Well, over the weekend, I had a bit of a blog template disaster (it was just a stupid-human trick, nothing to get excited about) and had to rebuild the template from scratch. Then today, I decided to check into the comments problem again, and I discovered that the same problem was occurring. So I looked at it a little harder and found the problem—a missing space in one line of code. I fixed that and uploaded the patch. The upshot is that for those of you using a feed reader, you should now see a Comments link at the foot of every post and you should be able to click it to access the comments, where you can then add a comment and, if you so choose, subscribe to the comment stream for that single post (that part seems silly to me, but it’s part of the deal). All this works in theory. If the stars are properly aligned.
Feel free to write back if you find it doesn’t work as advertised.
2 comments:
Great idea - so go on, spill the beans. HOW did you do this, what/where is the script?
Gordon,
I wasn't trying to be mysterious about it, exactly.
I use a feed service called FeedBurner. On my FeedBurner dashboard (which controls the details of how the RSS feed is configured), I can select from a menu of add-ons (labeled FeedFlare, although the URL for page spells it flair) that populate the line at the bottom of the post with links (Rate me on Authorati, Email this, Stumble It!). Those are the three I've selected to show on the blog if you read it on the Web. I added a fourth one, a link to the comments in the post, for people viewing the blog through a feed reader.
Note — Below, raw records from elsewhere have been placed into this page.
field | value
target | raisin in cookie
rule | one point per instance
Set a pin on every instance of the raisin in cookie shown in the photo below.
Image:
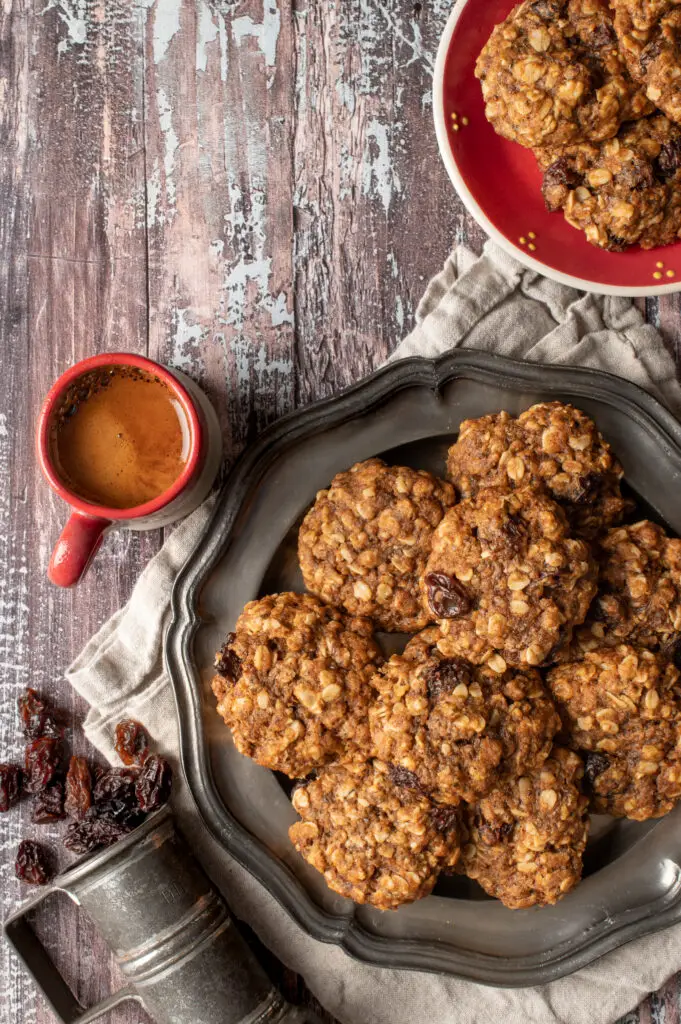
(649, 33)
(293, 683)
(552, 74)
(621, 193)
(523, 843)
(506, 581)
(640, 586)
(365, 542)
(622, 708)
(374, 842)
(452, 728)
(552, 445)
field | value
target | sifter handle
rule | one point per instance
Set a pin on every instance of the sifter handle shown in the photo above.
(35, 957)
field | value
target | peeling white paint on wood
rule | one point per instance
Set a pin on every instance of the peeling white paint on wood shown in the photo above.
(166, 15)
(74, 15)
(265, 34)
(379, 174)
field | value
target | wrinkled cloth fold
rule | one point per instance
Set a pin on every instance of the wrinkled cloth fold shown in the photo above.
(490, 303)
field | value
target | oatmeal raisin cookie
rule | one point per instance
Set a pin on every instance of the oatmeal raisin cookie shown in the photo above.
(365, 542)
(623, 192)
(639, 595)
(523, 843)
(451, 728)
(374, 842)
(293, 683)
(552, 74)
(622, 708)
(506, 581)
(552, 445)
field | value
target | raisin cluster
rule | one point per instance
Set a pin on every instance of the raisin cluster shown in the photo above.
(103, 804)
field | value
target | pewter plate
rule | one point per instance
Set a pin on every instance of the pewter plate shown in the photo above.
(409, 413)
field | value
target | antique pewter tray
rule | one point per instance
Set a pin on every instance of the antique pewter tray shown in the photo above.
(410, 413)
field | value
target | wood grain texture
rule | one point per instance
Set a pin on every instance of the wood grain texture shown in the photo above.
(247, 189)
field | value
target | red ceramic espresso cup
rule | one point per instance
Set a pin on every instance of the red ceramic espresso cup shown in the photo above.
(89, 522)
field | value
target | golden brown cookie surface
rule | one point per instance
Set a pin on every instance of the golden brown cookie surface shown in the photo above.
(452, 728)
(506, 581)
(365, 542)
(552, 74)
(623, 192)
(523, 843)
(640, 586)
(622, 707)
(374, 842)
(293, 683)
(552, 445)
(649, 34)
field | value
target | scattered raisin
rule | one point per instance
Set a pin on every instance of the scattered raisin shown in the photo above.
(447, 597)
(10, 785)
(447, 675)
(403, 777)
(444, 818)
(93, 833)
(154, 782)
(36, 717)
(227, 664)
(42, 762)
(594, 765)
(131, 742)
(114, 797)
(79, 790)
(32, 863)
(48, 805)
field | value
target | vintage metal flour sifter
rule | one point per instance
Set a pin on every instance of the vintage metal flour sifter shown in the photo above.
(170, 932)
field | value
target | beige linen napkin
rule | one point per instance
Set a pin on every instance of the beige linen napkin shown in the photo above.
(488, 303)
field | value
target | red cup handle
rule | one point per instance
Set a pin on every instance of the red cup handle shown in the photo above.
(76, 548)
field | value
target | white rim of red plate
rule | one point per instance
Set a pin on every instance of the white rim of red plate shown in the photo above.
(442, 134)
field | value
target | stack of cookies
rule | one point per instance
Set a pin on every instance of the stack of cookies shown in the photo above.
(539, 679)
(596, 93)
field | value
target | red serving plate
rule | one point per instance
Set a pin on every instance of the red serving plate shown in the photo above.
(500, 182)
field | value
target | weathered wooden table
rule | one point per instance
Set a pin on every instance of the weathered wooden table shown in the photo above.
(247, 189)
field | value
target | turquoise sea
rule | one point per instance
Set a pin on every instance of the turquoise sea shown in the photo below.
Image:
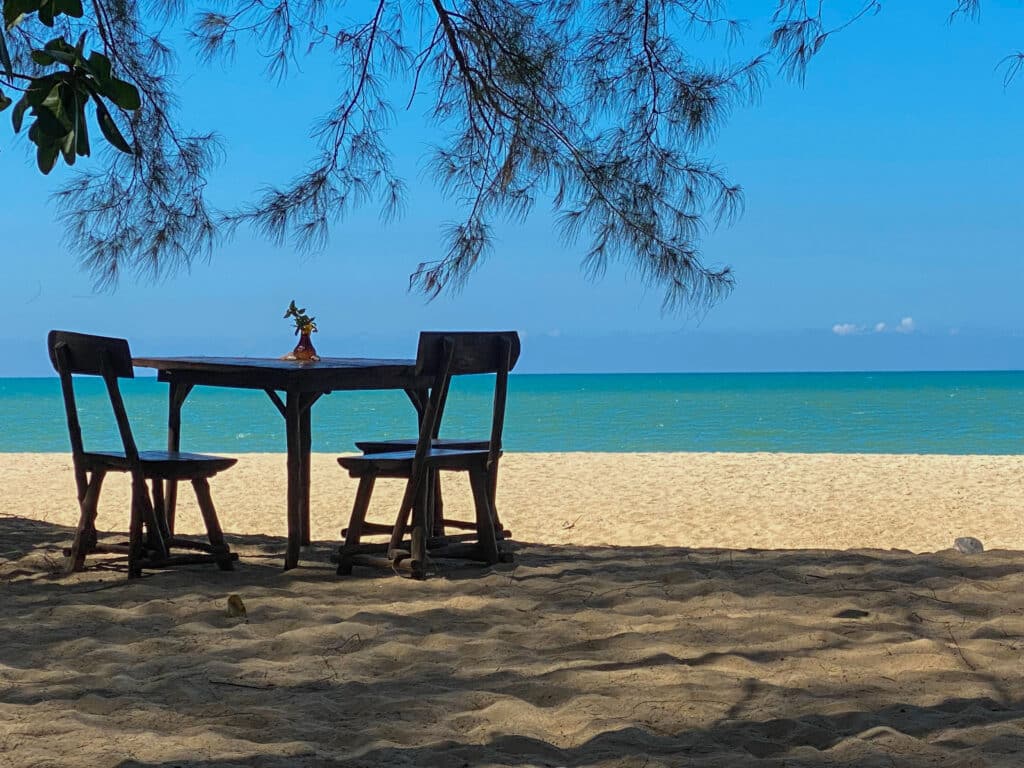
(898, 413)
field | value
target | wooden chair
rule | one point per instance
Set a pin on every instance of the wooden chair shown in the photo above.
(97, 355)
(440, 355)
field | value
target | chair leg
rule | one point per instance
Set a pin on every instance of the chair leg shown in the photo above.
(136, 547)
(213, 530)
(484, 516)
(493, 494)
(354, 531)
(437, 505)
(155, 540)
(421, 525)
(85, 537)
(160, 510)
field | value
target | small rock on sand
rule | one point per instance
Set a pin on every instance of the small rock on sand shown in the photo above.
(969, 545)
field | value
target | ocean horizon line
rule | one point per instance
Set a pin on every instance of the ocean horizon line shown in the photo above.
(760, 372)
(931, 412)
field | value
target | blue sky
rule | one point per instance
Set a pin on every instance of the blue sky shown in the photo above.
(883, 229)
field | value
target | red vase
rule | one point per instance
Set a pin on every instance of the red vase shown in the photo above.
(305, 350)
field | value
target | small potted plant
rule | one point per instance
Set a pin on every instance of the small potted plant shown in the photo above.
(304, 326)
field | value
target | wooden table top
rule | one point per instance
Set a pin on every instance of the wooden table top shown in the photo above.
(259, 373)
The way this is implemented is that FeedBurner provides a snippet of code to add to the Blogger template. That snippet in the template creates a unique javascript call to FeedBurner, where the database retains my choices and populates the links with a unique URL for every post.
Anyway, getting back to the FeedFlare page, it offers several "Official" FeedFlares and a tool for adding a new one by inserting the URL of a code snippet that it verifies before adding it to the "Personal FeedFlare" section of the page. I clicked the Browse the Catalog link and picked the Comments Link FeedFlare from the catalog. That's the one that didn't validate. So I looked at the source code for it, copied it to a new file, stared at it long enough to find the coding error, and uploaded it to my own website, then provided the URL of the corrected file.
If you want to follow the same bouncing ball, look for a missing space before a terminal slash inside an XML tag.